Fulminant type (unusual)

Liver decompensation




Kidney failure

13.5 Endocrine Gland Involvement in APS

While almost all endocrine glands can be affected in SLE patients, in APS there are a few reports of endocrine alterations associated with the disease. Adrenal insufficiency is considered the most common endocrine manifestation in APS patients [21]. Primary adrenal insufficiency due to bilateral adrenal hemorrhage and infarction was described in a case series of 16 patients affected by APS. This complication may be irreversible in most cases, but the study shows that the adrenal function could be recovered in a few cases and measurement of cortisol levels in the early morning could be used for follow-up of adrenal function [22]. APS should be considered in any patient with adrenal insufficiency even in the absence of other thrombotic manifestations.
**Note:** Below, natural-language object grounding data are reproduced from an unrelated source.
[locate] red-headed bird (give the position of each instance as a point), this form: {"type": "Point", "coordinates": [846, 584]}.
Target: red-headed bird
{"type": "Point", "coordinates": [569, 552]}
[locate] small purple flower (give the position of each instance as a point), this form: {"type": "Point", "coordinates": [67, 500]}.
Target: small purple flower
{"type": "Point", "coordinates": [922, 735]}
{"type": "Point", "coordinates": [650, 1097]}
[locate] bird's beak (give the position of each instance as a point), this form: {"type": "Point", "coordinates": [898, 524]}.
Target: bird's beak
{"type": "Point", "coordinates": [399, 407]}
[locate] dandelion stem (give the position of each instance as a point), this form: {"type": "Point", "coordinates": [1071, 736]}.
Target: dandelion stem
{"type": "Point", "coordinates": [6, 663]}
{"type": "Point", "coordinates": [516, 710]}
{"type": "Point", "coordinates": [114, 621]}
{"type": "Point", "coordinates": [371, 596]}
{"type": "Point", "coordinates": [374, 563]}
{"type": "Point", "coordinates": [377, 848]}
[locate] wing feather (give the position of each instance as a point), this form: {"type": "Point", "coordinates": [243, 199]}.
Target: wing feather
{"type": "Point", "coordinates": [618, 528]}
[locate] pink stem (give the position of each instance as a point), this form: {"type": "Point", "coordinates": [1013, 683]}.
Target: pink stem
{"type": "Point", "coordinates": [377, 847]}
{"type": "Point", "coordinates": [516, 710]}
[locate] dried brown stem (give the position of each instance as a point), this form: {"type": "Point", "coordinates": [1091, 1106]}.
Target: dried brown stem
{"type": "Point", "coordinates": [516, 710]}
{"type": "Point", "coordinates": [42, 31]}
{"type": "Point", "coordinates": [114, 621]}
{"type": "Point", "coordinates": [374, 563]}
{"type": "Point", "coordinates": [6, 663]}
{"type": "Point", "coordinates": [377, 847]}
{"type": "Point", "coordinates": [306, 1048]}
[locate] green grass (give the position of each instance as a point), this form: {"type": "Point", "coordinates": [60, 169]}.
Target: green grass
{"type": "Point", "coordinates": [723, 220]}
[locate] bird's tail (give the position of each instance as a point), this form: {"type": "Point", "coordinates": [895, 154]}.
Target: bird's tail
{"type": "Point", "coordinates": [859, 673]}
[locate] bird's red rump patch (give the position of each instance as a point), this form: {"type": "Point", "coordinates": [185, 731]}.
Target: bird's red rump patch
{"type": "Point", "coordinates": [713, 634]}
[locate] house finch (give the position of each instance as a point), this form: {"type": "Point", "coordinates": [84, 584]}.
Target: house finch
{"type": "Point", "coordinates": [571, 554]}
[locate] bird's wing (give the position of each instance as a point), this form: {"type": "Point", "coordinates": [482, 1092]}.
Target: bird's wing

Autoimmune thyroid disease can be associated with increased titers of anti-PL antibodies, in particular of anticardiolipin antibodies, in patients affected by autoimmune thyroid diseases, even if not in the context of APS [23]. Hypopituitarism and Sheehan syndrome are increasingly being reported in association with anti-PL, but no complete report or observational studies have been published so far. It is also advisable to assess anti-PL in the sera of patients presenting with pituitary insufficiency [21]. Data regarding the prevalence and significance of anti-PL in diabetic patients remains uncertain, but an increased incidence of anti-PL (anticardiolipin, anti-phosphatidylserine, and anti-phosphatidylethanolamine) in type I and II diabetic patients has been reported. In particular, the incidence of IgA isotype to phosphatidylethanolamine was higher than other isotypes to other phospholipids; moreover, the anti-phosphatidylethanolamine antibodies were associated to proliferative retinopathy in diabetic patients [24]. Subsequently, the presence of anti-phosphatidylinositol and anti-phosphatidylcholine in diabetic sera has been found and appears to be associated with macroangiopathic complications [25]. Finally, only a few cases of ovarian and testicular derangements have been reported [5]. Further studies are needed to clarify the relationship between anti-PL and thyroid disorders and diabetes mellitus.